Kumar Paudel is a conservation scholar-practitioner from Nepal with an MPhil in Conservation Leadership from the University of Cambridge. He is the Founder and Director of Greenhood Nepal, a science-driven conservation nonprofit working on the protection of Nepal’s threatened but neglected wildlife species. His work primarily involves interdisciplinary conservation covering law enforcement, wildlife trade, community conservation, and policy. He also utilizes creative mediums like folk songs and children’s storybooks to simplify conservation science for the public. He has successfully filed and won a landmark wildlife conservation petition in Nepal’s highest court and continues to pursue research-based court actions to inform laws and policies.

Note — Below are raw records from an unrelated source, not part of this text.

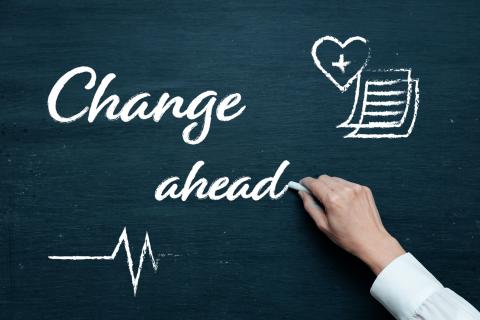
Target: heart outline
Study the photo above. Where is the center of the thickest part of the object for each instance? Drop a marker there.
(342, 45)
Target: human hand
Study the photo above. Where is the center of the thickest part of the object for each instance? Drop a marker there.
(350, 218)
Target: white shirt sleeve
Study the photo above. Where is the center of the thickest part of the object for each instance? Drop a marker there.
(408, 291)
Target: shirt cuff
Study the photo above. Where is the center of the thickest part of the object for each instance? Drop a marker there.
(403, 286)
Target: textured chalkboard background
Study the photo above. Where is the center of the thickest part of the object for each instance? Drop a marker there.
(71, 188)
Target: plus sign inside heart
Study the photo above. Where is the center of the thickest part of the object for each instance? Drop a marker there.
(341, 62)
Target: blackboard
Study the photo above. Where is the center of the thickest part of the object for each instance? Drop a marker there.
(71, 189)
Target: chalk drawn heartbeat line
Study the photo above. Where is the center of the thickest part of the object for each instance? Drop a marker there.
(147, 248)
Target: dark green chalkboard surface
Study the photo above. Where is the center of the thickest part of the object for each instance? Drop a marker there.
(72, 188)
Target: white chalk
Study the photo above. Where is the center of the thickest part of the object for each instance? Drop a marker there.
(297, 186)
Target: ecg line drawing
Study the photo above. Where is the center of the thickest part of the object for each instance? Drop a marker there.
(123, 239)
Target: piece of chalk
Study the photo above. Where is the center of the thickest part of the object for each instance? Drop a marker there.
(297, 186)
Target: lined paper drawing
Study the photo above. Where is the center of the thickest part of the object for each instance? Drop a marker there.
(385, 106)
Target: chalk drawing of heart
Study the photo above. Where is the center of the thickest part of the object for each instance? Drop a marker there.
(342, 87)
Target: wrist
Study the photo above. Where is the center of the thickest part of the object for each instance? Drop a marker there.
(384, 250)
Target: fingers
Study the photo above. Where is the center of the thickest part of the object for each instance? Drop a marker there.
(314, 210)
(318, 187)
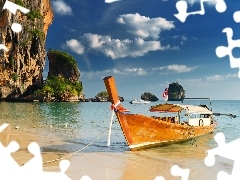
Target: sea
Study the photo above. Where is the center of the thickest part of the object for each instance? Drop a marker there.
(84, 126)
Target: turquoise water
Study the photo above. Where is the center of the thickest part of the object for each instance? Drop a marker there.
(87, 120)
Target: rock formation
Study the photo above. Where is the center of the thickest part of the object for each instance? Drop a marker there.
(148, 97)
(103, 97)
(21, 67)
(63, 82)
(175, 92)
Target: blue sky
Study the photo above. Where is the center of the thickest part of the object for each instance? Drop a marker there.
(145, 47)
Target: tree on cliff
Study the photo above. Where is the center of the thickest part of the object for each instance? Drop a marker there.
(175, 92)
(62, 82)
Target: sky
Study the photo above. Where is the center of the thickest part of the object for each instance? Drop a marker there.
(145, 47)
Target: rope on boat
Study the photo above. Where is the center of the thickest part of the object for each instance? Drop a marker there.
(64, 157)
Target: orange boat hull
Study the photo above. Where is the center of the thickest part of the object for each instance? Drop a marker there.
(144, 132)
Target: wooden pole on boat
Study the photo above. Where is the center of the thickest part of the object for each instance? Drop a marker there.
(113, 97)
(111, 89)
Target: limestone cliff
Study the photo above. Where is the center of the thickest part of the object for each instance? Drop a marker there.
(21, 67)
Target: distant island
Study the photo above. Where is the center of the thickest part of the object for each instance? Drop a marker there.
(175, 92)
(148, 97)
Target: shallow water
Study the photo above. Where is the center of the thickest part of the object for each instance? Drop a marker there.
(88, 120)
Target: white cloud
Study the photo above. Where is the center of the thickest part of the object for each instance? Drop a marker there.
(174, 68)
(126, 71)
(213, 2)
(116, 48)
(180, 68)
(145, 27)
(221, 77)
(61, 8)
(75, 46)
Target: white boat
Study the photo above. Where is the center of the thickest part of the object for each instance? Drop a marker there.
(140, 101)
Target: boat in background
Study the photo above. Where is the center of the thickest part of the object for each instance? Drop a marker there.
(140, 101)
(182, 122)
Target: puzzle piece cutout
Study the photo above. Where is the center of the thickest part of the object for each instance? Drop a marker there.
(228, 150)
(33, 169)
(222, 51)
(182, 7)
(177, 171)
(16, 27)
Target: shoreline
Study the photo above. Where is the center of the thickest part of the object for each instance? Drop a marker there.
(139, 165)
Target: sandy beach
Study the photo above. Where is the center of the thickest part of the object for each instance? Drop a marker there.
(140, 165)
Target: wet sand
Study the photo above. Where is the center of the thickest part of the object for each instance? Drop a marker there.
(140, 165)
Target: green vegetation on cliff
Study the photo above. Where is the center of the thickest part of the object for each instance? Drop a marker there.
(63, 58)
(175, 92)
(60, 87)
(62, 82)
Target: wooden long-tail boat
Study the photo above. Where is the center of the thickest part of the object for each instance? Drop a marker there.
(147, 131)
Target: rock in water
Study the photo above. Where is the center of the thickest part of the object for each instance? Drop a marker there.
(148, 97)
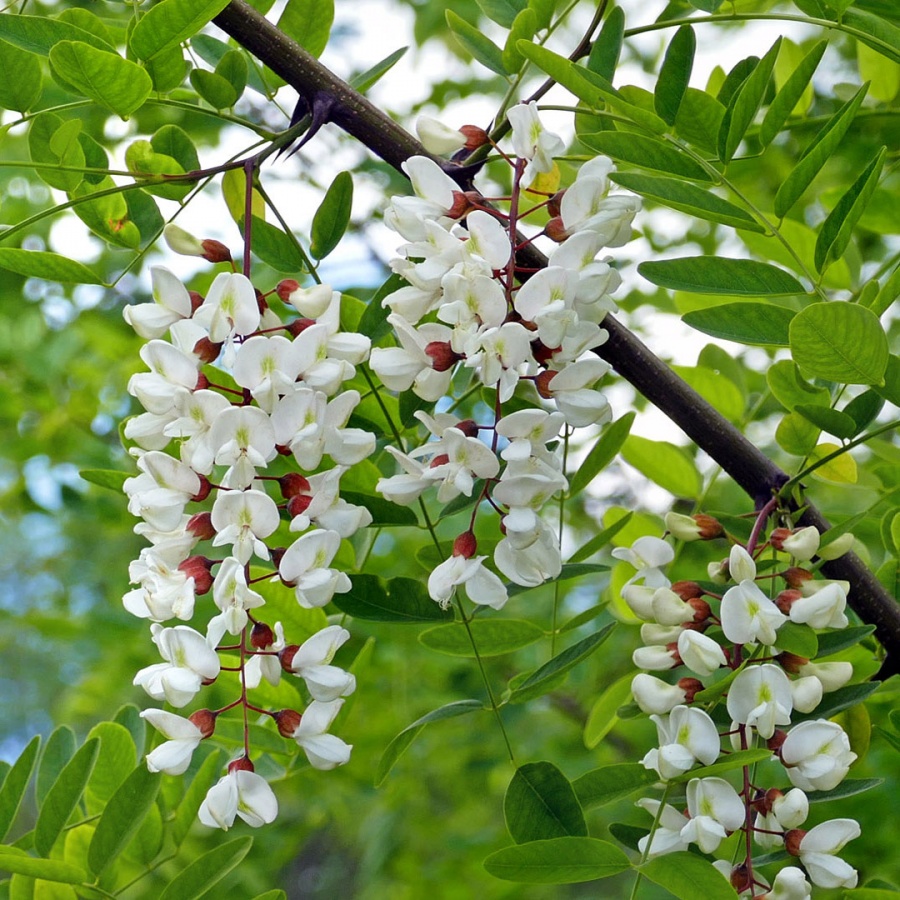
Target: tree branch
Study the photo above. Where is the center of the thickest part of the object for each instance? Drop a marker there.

Growing up with the timid creatures on his millet farm in remote Nepal, Paudel developed an early fascination with pangolins. Seeing them brutally poached for meat and trade along the Nepal-China border compelled him to pursue a career in wildlife conservation and curbing illegal wildlife trade. He initiated the Pangolin Roundtable in 2015 to scale up pangolin conservation efforts in Nepal by gathering diverse stakeholders from the government and civil society to discuss challenges and solutions. It has since become the annual flagship program for World Pangolin Day in Nepal. In an effort to curb rampant poaching, he undertook novel research to understand motivations for poaching by interviewing wildlife prisoners across the country, which has greatly informed his impactful conservation awareness and community engagement programs. He is currently leading several research and conservation projects on pangolin conservation in Nepal and South Asia.
He was a Biodiversity Fellow at the University of Oxford and a Research Affiliate at Lancaster University. Currently, he is Co-Chair for South Asia for the IUCN SSC Pangolin Specialist Group and a National Geographic Explorer investigating strategies to safeguard pangolin habitats. He was also recognized as a Pangolin Champion in 2021, awarded by Save Pangolins.